Lempart podejrzewa, że zakaziła się we Wrocławiu, po powrocie z Brukseli, gdzie spotkała się z Donaldem Tuskiem. - Mam w domu osobę chorą na COVID-19 - mówi Onetowi.

Zapewniła, że jej pozytywny wynik na koronawirusa w żaden sposób nie wpływa na plany Strajku Kobiet na najbliższe dni. - Wszystko działa. Strajk poradzi sobie beze mnie przez tydzień - podkreśliła Lempart.

Reklama

Od 22 października w całym kraju trwają protesty przeciwko zaostrzeniu przepisów dotyczących aborcji.

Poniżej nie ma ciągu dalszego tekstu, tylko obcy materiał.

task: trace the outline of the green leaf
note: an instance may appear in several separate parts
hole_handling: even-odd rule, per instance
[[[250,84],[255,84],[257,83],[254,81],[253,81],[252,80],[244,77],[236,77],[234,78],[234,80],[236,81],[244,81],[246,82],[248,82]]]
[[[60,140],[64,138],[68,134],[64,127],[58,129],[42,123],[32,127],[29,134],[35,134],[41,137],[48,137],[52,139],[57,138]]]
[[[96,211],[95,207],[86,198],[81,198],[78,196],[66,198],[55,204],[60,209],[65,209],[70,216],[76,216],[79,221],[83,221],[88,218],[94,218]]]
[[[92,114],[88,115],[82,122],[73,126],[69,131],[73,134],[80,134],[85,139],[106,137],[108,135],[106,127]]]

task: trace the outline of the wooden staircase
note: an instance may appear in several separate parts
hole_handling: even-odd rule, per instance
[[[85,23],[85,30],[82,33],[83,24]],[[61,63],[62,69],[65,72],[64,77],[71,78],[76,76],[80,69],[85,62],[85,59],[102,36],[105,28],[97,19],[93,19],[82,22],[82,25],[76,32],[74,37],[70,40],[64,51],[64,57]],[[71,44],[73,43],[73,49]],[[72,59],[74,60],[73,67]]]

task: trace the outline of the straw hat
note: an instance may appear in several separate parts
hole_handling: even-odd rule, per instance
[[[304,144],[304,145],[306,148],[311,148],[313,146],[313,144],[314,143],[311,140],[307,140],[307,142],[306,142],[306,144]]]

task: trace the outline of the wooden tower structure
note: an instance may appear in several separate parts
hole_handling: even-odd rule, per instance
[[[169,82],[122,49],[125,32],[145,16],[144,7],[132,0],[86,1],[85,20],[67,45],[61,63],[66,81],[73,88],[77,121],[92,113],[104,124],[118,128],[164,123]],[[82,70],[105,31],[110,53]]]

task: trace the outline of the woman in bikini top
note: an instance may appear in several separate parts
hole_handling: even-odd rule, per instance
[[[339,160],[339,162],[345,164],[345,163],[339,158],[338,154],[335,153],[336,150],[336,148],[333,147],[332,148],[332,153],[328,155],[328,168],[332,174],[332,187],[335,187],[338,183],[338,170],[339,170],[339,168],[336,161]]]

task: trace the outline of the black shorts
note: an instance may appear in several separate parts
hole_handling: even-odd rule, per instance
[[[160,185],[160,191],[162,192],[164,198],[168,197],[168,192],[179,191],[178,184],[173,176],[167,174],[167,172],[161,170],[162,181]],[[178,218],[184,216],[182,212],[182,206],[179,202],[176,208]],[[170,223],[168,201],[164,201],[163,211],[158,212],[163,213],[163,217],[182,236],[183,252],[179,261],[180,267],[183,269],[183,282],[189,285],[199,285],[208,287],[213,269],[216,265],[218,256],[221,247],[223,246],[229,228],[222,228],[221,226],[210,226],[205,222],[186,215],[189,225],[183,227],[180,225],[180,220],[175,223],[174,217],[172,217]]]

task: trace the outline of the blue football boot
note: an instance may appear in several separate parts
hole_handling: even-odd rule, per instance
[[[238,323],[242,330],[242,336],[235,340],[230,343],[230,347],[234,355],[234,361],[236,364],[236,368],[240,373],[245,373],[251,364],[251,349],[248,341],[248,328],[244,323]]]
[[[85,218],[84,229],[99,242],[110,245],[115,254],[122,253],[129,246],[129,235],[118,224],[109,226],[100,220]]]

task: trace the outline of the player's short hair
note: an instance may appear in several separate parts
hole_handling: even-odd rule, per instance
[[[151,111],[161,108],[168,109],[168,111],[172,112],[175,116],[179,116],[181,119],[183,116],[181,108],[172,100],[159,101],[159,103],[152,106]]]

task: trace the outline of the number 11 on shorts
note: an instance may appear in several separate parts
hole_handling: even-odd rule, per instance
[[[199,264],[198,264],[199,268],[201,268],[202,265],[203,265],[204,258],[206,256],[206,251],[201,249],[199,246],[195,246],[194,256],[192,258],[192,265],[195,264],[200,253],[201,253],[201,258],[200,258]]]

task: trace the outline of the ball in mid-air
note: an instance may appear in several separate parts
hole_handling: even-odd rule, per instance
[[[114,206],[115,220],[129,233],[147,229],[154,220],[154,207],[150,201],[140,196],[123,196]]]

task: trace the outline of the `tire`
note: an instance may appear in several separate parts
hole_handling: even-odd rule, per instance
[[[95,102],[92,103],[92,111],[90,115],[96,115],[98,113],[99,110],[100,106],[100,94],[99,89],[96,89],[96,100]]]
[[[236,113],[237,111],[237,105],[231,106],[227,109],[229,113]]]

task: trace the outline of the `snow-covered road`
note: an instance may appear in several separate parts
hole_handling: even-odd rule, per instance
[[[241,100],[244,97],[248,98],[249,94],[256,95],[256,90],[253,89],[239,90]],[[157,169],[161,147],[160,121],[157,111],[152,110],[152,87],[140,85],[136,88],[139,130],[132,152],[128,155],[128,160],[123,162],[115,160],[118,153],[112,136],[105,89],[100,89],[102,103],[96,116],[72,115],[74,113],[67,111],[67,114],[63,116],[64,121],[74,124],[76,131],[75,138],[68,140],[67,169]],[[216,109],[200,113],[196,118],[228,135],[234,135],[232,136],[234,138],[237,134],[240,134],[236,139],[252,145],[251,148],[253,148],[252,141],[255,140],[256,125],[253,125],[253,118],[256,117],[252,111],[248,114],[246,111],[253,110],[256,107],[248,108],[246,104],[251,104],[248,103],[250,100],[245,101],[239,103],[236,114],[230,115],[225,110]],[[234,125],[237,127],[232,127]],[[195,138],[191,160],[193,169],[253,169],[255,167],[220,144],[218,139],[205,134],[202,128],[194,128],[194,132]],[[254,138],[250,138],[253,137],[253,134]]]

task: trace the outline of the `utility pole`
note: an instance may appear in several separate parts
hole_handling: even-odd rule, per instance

Wywołało je orzeczenie Trybunału Konstytucyjnego, który stwierdził, że przepis tzw. ustawy antyaborcyjnej z 1993 r., zezwalający na aborcję w przypadku ciężkiego i nieodwracalnego upośledzenia płodu albo nieuleczalnej choroby zagrażającej jego życiu, jest niezgodny z konstytucją.

Protesty przeciwko decyzji TK ws. aborcji, których głównym inicjatorem jest Ogólnopolski Strajk Kobiet z czasem przerodziły się w wystąpienia antyrządowe. W niektórych akcjach protestacyjnych biorą również udział środowiska związane z innymi grupami społecznymi.